Inverse Quantum Potential Reconstruction via Generalized Bertlmann-Martin Inequalities
M. Gage Plott, F. Ayca Cetinkaya, Rick Mukherjee
TL;DR
This work tackles the inverse problem of reconstructing a 1D quantum potential from limited bound-state data by proposing a Laplace-moment reconstruction pipeline that leverages generalized Bertlmann--Martin inequalities to constrain even moments, supplements odd moments with a principled interpolation, and stabilizes the transform via Padé continuation before inverting to obtain $\rho(r)$ and $V(r)$. The method assembles a reproducible pipeline with four stages: GBM-based moment ladders, Laplace representation of $r^2\rho(r)$, Padé-based analytic continuation with model averaging, and inverse Laplace inversion to recover the density and potential, including a practical density-to-potential mapping on a regulated grid. Benchmark studies across Coulomb, harmonic oscillator, Hulthén, Kratzer, and a hyperbolic molecular well demonstrate accurate reconstruction with minimal input (often 7–22 spectral inputs) and show that GBM–Laplace outperforms a least-squares baseline in data efficiency and stability. The approach emphasizes transparency, reproducibility, and tunable diagnostics, offering a viable path for experimental contexts where only a handful of bound-state energies are accessible. Overall, the paper advances a data-efficient, transform-based inverse method for quantum potentials with broad applicability to bound-state systems and provides a detailed reproducibility framework for future validation.
Abstract
Reconstructing a 1D quantum potential V(r) from a few bound-state energies is a long-standing inverse problem.
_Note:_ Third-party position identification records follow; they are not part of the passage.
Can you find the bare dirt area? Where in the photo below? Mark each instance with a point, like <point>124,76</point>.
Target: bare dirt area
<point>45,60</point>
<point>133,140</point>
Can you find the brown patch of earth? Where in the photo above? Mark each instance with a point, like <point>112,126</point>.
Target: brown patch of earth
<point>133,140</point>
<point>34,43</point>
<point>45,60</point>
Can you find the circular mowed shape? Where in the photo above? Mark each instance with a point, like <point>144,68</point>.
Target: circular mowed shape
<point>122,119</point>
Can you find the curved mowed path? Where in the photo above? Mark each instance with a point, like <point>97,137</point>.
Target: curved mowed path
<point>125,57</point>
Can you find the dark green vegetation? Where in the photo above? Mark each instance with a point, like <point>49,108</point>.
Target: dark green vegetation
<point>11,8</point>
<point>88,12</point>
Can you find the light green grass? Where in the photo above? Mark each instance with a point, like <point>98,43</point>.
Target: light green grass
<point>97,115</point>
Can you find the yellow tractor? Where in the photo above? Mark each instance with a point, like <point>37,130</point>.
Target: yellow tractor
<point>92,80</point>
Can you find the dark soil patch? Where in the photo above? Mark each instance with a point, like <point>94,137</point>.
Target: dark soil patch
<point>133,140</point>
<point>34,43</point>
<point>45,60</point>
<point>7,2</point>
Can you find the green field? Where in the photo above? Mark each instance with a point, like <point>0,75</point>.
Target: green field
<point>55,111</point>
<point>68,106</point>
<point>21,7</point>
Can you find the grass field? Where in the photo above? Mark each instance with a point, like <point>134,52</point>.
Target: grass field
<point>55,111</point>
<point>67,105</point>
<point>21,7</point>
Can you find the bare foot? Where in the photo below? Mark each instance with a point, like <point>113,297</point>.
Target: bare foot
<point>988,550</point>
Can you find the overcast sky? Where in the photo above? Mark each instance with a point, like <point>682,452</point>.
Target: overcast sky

We present a Laplace-moment reconstruction pipeline that ties the Bertlmann-Martin gap bound to generalized Bertlmann-Martin (GBM) even-moment ladders, continues the Laplace image with Pade approximants, and inverts the transform to recover rho(r) and V(r). Odd moments are supplied by a physically consistent interpolation scheme. The paper emphasizes mode ladders that isolate each approximation layer and a reproducibility spine that records benchmark settings and diagnostics. All numerical results are tied to archived configurations, and conclusions are reported empirically under the stated benchmark settings.